A battery is a portable energy source with three basic components-an anode (the negative part), a cathode (the positive part), and an electrolyte (a liquid solution that aids in the flow of energy). As current is drawn from the battery, electrons start to flow from the anode through the electrolyte and back to the cathode in the battery cell. Diagram 1 depicts a battery module and a battery cell.

Schematic of a battery module and a battery cell.

This flow of energy from the battery to power the vehicle results in a decrease in voltage (energy level). In other words, as a battery is used or discharged over time, the voltage drops as the anode and cathode undergo electrochemical changes.

HEVs, EVs, and FCVs also use electric motors, which are powered by the batteries to assist the engines. In addition, many hybrids use energy generated from deceleration through regenerative braking to recharge the batteries, which ultimately increases overall efficiency. (Learn more about how hybrid vehicles work).

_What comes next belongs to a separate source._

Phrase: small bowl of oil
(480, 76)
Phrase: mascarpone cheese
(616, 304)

In conventional vehicles, energy from deceleration is wasted as it dissipates.

A hybrid may also use an ultracapacitor (alone or with a battery) to extend the life of its battery system because it is better suited to capturing high power from regenerative braking and releasing it for initial acceleration. An energy management system decides when to use the motor and the engine and when to store electricity in the battery pack for future use.

Most propulsion batteries for full hybrid vehicles are made of nickel-metal hydride (NiMH), rather than lead. (Some 42-Volt hybrid vehicles use VRLA batteries.) A NiMH battery can hold twice as much energy as a lead battery, has a longer life cycle, and requires no maintenance. And its materials are less toxic than those in a regular car battery. Learn about other types of batteries, such as lead-acid, nickel-metal hydride, lithium ion, lithium ion polymer, and nickel-cadmium.

A few production hybrids with advanced batteries have been introduced in the market. However, technical challenges remain for demonstrating battery technology that has an acceptable combination of power, energy efficiency, and life for high-volume production vehicles.